The grey part wasn’t supposed to be boring (in the current version it still is a bit: there’s not much audio variety), but irritating. The purpose of the alarm clock sound was to “haunt” the player, making him/her slowly used to it as he/she plays, but never quite acceptant of it. The audio is sequenced randomly: while every day isn’t the same, they all feel the same; the colorful/dream part not only gives more agency than the grey/everyday part (which has none), but it also doesn’t “reset”; real life becomes a frustrating cycle of meaninglessness: there’s only meaning in dreaming.
So as the avatar/player follows himself/herself into that rabbit hole, focusing on the dream-part of the game, trying to forget real life, the avatar’s apathy grows, he/she stops caring about things, taking risks; this is symbolized by the invisible steps on the big final stair of the level. Also, by the time the player reaches the final step, he/she has already figured out how the game will end; climbing those stairs makes the player pessimistic about what’s to come; every invisible step feels like it could be the last one; until it is.

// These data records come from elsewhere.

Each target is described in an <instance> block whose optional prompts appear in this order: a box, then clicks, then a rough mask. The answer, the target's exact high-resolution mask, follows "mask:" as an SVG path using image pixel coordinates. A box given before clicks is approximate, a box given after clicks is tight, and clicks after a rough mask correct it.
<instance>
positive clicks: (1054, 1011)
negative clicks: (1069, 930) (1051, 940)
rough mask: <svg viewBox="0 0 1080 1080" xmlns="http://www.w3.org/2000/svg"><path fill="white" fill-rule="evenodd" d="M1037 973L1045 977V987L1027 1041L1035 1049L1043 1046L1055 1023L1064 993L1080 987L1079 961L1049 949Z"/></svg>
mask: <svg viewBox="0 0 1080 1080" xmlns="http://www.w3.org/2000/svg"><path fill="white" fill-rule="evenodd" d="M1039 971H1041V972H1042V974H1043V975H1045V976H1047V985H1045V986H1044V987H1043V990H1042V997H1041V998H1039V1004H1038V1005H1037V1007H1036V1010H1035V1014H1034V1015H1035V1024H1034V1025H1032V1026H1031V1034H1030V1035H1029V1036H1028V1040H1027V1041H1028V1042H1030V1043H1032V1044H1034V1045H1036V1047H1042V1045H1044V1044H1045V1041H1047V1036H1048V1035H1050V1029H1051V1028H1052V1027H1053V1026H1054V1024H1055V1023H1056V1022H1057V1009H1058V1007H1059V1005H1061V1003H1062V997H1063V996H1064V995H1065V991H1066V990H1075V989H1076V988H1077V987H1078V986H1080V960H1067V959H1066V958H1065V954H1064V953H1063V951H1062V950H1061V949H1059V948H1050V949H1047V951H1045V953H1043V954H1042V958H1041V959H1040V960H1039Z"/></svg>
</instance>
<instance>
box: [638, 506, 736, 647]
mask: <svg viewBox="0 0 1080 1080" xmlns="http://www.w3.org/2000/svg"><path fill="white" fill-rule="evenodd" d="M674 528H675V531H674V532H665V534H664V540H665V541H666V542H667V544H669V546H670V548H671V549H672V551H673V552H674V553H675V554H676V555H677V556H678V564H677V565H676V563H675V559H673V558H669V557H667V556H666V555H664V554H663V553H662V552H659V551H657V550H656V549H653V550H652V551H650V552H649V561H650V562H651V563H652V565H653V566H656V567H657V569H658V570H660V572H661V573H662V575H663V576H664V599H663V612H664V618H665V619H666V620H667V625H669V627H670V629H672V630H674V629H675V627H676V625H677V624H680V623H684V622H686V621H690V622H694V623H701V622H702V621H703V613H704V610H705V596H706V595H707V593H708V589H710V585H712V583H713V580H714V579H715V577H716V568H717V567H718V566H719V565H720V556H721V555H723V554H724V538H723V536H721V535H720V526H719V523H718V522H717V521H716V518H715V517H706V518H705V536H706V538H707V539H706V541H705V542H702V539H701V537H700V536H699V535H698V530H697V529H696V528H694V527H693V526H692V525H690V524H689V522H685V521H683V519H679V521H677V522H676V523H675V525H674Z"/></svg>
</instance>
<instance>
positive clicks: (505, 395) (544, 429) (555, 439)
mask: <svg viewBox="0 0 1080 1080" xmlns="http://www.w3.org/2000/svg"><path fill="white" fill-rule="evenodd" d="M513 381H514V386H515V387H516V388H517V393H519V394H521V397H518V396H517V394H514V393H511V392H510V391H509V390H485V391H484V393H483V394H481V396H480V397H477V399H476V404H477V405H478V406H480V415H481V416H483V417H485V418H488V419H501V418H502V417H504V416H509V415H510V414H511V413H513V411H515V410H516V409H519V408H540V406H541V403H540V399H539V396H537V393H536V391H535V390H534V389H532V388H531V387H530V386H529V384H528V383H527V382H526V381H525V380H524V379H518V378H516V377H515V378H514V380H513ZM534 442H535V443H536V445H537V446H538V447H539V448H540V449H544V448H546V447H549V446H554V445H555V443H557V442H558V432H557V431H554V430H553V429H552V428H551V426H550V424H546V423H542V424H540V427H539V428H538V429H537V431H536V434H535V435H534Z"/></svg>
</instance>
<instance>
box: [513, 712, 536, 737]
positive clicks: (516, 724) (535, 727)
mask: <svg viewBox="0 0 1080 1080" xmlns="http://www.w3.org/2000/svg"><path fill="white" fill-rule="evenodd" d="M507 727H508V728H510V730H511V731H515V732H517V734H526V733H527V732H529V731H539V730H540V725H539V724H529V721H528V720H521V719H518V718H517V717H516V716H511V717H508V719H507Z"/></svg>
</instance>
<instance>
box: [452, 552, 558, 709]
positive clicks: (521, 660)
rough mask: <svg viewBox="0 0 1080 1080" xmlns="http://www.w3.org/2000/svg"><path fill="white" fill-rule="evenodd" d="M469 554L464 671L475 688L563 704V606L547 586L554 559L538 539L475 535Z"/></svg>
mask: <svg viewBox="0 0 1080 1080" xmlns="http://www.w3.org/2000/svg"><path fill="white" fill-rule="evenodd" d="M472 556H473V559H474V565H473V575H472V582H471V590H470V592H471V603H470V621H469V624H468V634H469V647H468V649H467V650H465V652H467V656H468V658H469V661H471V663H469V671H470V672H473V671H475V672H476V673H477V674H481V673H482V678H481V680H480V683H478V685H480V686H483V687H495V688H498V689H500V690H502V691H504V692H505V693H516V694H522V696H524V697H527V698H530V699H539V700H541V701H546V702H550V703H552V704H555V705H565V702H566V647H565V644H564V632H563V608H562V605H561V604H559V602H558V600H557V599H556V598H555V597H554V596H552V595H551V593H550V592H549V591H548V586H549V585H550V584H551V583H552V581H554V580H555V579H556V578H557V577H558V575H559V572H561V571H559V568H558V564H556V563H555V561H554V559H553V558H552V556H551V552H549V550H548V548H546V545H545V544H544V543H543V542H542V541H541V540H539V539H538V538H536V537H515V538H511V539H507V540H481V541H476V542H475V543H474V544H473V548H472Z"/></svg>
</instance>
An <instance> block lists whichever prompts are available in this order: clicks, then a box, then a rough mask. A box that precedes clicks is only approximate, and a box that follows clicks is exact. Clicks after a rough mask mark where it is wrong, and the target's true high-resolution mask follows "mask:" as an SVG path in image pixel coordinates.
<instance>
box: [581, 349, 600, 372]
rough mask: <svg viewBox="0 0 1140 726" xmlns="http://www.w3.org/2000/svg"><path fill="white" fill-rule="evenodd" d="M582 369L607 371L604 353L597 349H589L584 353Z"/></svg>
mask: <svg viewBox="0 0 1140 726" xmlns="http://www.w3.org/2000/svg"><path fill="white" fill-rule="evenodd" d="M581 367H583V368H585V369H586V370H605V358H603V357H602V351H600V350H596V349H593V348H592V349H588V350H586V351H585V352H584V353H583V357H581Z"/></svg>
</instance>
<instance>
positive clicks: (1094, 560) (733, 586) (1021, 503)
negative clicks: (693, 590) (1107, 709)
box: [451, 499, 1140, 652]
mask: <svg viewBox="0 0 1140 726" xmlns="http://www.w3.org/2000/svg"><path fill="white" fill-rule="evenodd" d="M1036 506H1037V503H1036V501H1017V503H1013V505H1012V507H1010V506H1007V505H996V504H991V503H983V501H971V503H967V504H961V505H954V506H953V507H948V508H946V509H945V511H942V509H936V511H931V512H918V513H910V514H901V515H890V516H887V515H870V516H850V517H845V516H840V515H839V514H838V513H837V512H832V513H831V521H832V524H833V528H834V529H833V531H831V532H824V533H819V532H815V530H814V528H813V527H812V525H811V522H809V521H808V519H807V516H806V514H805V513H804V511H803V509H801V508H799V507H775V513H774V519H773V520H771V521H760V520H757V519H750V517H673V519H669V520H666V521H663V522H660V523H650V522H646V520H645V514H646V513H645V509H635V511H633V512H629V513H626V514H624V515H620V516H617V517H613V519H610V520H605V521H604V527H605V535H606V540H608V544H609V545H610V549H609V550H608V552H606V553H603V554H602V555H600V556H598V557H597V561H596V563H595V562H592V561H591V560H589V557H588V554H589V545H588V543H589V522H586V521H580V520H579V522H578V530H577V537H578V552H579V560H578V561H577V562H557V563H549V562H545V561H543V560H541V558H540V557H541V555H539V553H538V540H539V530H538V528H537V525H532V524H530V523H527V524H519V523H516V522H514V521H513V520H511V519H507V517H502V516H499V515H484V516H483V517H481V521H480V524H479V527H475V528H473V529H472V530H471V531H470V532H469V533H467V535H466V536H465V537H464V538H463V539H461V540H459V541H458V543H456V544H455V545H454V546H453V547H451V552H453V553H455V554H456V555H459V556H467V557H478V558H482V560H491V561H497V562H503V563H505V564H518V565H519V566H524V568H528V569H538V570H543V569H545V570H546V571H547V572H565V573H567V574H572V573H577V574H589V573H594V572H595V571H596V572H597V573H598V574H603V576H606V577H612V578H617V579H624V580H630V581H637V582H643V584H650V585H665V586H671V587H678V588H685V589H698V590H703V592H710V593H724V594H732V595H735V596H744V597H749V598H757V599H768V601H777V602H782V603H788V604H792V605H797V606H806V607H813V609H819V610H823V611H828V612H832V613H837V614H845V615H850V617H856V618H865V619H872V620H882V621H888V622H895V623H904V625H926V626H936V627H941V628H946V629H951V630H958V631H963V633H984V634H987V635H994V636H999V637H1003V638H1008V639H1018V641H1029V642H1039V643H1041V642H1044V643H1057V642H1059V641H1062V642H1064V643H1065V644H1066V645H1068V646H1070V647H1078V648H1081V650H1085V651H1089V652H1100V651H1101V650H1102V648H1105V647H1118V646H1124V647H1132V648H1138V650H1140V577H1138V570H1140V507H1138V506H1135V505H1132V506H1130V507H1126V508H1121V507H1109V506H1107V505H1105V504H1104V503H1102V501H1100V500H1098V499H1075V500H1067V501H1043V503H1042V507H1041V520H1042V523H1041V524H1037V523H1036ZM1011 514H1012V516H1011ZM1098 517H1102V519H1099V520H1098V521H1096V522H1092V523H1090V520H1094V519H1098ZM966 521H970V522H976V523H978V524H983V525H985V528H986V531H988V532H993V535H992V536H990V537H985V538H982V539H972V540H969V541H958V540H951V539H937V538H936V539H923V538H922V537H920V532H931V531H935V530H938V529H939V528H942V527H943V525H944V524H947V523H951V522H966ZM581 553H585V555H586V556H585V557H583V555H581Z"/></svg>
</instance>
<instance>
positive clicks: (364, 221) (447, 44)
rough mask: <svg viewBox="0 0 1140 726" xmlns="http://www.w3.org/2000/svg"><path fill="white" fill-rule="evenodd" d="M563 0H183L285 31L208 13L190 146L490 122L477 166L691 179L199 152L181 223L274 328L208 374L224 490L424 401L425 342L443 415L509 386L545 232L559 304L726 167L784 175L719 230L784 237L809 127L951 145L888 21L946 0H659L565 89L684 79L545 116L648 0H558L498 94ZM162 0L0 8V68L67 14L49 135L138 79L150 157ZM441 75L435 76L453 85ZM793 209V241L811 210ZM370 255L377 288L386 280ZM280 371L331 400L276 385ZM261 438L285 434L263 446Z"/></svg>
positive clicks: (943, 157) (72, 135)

In many ways, dealing with depression this month helped me shape this game, both in the teme interpretation the its execution; it somewhat lacks creativity and borrows a lot of elements from other games I’ve worked on (http://gamejolt.com/games/other/manic-depressive/41038/) and it’s not, by far, my favorite work; the platforming physics are sloppy, the minimalism/emptiness of the dream-part’s art feels like wasted potential, and there should be more audio variety.
Lesson I learned while making this game.
1) I now have definitive empirical proof that taking time to think things through instead of rushing into development has much more positive results;
2) trusting Unity inspector for assigning gameobjects to scripts is better than using “GameObject.Find()”;
3) GUI objects in Unity 4 are a mess and should only be used in last-case scenarios, when nothing else works; more often then not, childing a 2D sprite to the camera to make a HUD element is “cleaner” and more efficient.